Welcome to chrisrichardmiles.m5

A submodule built for the 77th place solution for the M5-Accuracy competition on Kaggle.

This package is built with nbdev, so the source code, testing, and documentation are all built in jupyter notebooks. For full solution details, read through documentation, or the 5 notebooks which are used to create the documentation.
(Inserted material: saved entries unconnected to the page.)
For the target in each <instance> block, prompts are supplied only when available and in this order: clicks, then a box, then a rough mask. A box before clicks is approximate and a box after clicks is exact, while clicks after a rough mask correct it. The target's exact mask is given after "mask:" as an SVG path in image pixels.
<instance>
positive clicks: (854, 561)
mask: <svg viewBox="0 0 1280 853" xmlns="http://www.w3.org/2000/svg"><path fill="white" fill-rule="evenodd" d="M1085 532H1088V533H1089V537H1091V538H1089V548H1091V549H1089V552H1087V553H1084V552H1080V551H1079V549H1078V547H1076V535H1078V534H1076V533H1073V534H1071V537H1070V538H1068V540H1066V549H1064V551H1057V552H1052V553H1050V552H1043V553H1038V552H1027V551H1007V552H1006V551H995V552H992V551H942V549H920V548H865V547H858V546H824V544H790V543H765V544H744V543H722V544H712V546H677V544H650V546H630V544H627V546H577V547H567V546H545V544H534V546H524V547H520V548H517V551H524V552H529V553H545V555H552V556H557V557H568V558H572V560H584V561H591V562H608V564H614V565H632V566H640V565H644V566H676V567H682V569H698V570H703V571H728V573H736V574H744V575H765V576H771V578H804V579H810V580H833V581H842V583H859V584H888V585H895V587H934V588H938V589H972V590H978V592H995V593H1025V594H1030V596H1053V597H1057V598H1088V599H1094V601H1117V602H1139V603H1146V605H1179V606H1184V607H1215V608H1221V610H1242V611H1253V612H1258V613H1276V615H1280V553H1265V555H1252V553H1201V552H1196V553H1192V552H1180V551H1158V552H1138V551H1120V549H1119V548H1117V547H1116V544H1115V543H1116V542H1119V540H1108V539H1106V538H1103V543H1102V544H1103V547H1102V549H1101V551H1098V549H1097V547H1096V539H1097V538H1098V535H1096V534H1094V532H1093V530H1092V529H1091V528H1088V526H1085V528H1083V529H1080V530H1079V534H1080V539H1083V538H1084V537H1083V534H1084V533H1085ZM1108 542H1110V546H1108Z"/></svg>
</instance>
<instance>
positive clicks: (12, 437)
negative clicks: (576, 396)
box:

Create submission from scratch from the command line

Requirements: 20 GB of RAM and pip installed

1. Install package

pip install chrisrichardmiles

2. Create data folders, download data, and unzip files

If you have your kaggle api info in root/.kaggle/kaggle.json then run:

crm_download_kaggle_data --comp_name m5-forecasting-accuracy

Otherwise, you must run:

crm_mkdirs_data

and manully download the data zipfile from kaggle and upload it into the data/raw folder.

cd data/raw
unzip * 
cd ../..

3. Detect out of stock days for products and change sales to NaN.

crm_m5_make_oos_data

4. Create features for training

crm_m5_fe

5. Train models and create submission

crm_m5_lgb_daily

Overview of solution

Given Walmart sales data, tasked with delivering accurate hierarchical sales forecasts over 28 days, preventing potential losses in the millions resulting from overstocking and understocking, my solution placed 77th of 5,558 teams (top 1.4%) with a simple, explainable tree-based model, using LightGBM. It is also a pip installable software package, with testing, documentation, and continuous integration, found at my github.
Given a novel scoring metric, I used calculus and numpy to implement a custom objective function utilizable by LightGBM models. After discovering non-convexity, I created another custom function, utilizing insights about the data and metric, which outperformed all other publicly known methods.
With stockout-days non-differentiable from zero-sales-days, I used probability to detect stockout days by assuming sales were Poisson distributed, finding streaks of zeroes that were unreasonably long, given the average daily sales of a product, leading to enhanced data, more effective features, and superior models.
With limited memory resources, I utilized principal component analysis from scikit-learn to reduce dimensionality of features, allowing more total features and better model performance.
Needing feature engineering that did not exist in pandas, I used numpy to calculate novel rolling window features, also giving a 20x speed up, useful to speed up data pipelines.

Some lessons I learned

RAM issues

Computing rolling window statistics can be very expensive, but can be ok if we do processing in smaller sections like we do with n_splits in the rolling_window statistics calculations.
Datatype matter: float32 and float16 datatypes can save a lot of RAM, but be careful for float16, which might cause accuracy problems or completely break a process, like when trying to use StandardScaler with float16 datatypes resulted in all zeros.
Be careful with Pandas DataFrames. I had a lot of problems where I was unmindfully creating large copies of data, such as a saving function, looking something like df[cols].to_csv(....) which was making an entirely new dataframe in memory before saving. This was remedied by using the usecols param in df.to_csv
Be careful with DataFrame names. It seems that it is better to keep the same name of a DataFrame when doing things like concating an existing df with new data. Its like pandas will use memory more intelligently. So this: df2 = pd.concat([df1, pd.read_csv('data.csv')]; del df2 should be replaced with df1 = pd.concat([df1, pd.read_csv('data.csv')]. It seems like it should work the same, but my experience with RAM crashes seems to indicate the second method is much better.

Organization is important

The first iteration of this project was code spread accross hundreds of kaggle notebooks. I ran experiments by running a notebook and just looking at the result. It always felt ok while I was doing it, and it worked out ok, but I didn’t have the results saved in a proper manner. Now I use neptune.ai to track experiments.